De vijfde editie van het Landbouwrapport staat in het teken van het nieuwe gemeenschappelijke landbouwbeleid (GLB) van de Europese Unie dat in 2015 in werking treedt. Het rapport schetst ook de internationale economische en politieke ontwikkelingen, beschrijft de Vlaamse land- en tuinbouw op basis van concrete cijfers, met specifieke aandacht voor structurele, economische en milieu-indicatoren, en brengt het agrobusinesscomplex en de volledige keten in beeld.

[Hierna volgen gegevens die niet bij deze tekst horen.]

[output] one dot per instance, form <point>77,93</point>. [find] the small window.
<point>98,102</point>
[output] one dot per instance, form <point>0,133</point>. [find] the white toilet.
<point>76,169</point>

Omdat er achter de cijfers land- en tuinbouwers van vlees en bloed schuilgaan, is er ook aandacht voor het verhaal van negen bedrijfsleiders.

De vijfde editie van het Landbouwrapport staat in het teken van het nieuwe gemeenschappelijke landbouwbeleid van de Europese Unie. Op 1 januari 2015 treedt namelijk het hervormde GLB in werking. Het wetgevend kader waarbinnen de Vlaamse landbouw opereert, wordt grotendeels bepaald door het GLB, maar Vlaanderen legt ook eigen accenten door de principes in eigen beleidsmaatregelen te vertalen.

Internationale economische en politieke ontwikkelingen hebben een grote impact op de Vlaamse land- en tuinbouw. Daarom schetsen we in het beginhoofdstuk van het LARA 2014 de voornaamste tendensen. De vakgroep Landbouweconomie van de Universiteit Gent leverde de tekst aan op basis van een uitvoeriger achtergronddocument, dat afzonderlijk verschijnt.

Zoals steeds biedt het LARA een algemene beschrijving van de land- en tuinbouw op basis van de laatst beschikbare cijfers, met specifieke aandacht voor structurele, economische en milieu-indicatoren. Omdat landbouw een schakel vormt in een hele keten van sectoren, brengen we ook het agrobusinesscomplex en de volledige keten in beeld.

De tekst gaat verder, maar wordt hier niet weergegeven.